Bimasone by is a Animal medication manufactured, distributed, or labeled by Bimeda, Inc., Bimeda-MTC Animal Health. Drug facts, warnings, and ingredients follow.
BimasoneTM
(flumethasone) 0.5 mg/mL
STERILE INJECTION FOR HORSES, DOGS, & CATS
Glucocorticoid
CAUTION
Federal law restricts this drug to use by or on the order of a licensed veterinarian.
GENERAL
Flumethasone is a chemical modification of prednisolone which possesses greater anti-inflammatory and gluconeogenic properties than the parent compound when compared on an equivalent basis. Due to the potency of Bimasone, dosage recommendations should be consulted prior to drug administration. Chemically, it is 6α, 9α-difluoro-16α methylprednisolone.

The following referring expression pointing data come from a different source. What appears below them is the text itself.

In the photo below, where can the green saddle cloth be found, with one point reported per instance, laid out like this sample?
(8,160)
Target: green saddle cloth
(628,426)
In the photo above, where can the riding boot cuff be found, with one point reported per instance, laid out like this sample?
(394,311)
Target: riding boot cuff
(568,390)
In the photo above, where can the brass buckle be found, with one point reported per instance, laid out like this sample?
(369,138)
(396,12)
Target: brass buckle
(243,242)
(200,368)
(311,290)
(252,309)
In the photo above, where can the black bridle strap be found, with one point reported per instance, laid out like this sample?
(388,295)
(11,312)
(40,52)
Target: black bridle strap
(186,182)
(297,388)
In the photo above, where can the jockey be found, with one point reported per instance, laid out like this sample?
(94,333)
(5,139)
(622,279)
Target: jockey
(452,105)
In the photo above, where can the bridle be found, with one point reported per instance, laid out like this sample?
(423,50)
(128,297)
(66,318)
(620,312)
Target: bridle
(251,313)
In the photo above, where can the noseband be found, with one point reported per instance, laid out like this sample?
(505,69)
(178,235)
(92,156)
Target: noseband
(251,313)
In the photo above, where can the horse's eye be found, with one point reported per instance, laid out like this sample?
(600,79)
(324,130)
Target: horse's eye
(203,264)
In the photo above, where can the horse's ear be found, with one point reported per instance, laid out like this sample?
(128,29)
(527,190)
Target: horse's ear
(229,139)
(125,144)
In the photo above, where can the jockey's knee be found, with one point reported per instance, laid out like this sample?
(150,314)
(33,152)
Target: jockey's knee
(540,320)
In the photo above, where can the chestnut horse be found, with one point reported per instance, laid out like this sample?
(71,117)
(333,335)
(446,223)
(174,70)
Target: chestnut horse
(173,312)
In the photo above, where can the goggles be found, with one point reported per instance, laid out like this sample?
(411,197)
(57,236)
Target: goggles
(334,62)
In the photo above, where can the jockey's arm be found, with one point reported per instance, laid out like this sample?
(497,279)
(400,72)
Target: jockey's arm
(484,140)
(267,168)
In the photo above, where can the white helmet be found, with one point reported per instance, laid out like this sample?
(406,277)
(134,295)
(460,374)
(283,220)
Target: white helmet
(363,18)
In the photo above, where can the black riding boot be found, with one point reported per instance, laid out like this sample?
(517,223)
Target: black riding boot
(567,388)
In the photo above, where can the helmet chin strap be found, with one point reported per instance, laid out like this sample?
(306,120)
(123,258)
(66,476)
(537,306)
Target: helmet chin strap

The structural formula is as follows:
DESCRIPTION
The active ingredient of Bimasone is flumethasone which occurs as a white to creamy white, odorless,
crystalline powder. The appearance of Bimasone is a clear colorless to slightly yellowish mobile liquid.
Each mL of the injectable preparation contains 0.5 mg flumethasone, 420 mg polyethylene glycol 400, 9 mg benzyl alcohol as a preservative, 8 mg sodium chloride, 0.1 mg citric acid, sodium hydroxide and/or hydrochloric acid for pH adjustment when necessary, and water for injection USP, q.s.
CLINICAL PHARMACOLOGY
Flumethasone has been reported (1) to possess 700 times the glucocorticoid activity of cortisol (hydrocortisone) as measured in the liver glycogen deposition assay in the rat; 120 times that of cortisol in the cotton pellet assay in the rat; and also in the same animal, shows a net excretion of sodium.
In similar tests in rats, another report (2) showed flumethasone 730 times more potent than cortisol in the granuloma inhibition assay and 165 times the activity of cortisol in the glycogen deposition assay. The same report showed that in man, the compound possessed 7.8 times the potency of prednisolone.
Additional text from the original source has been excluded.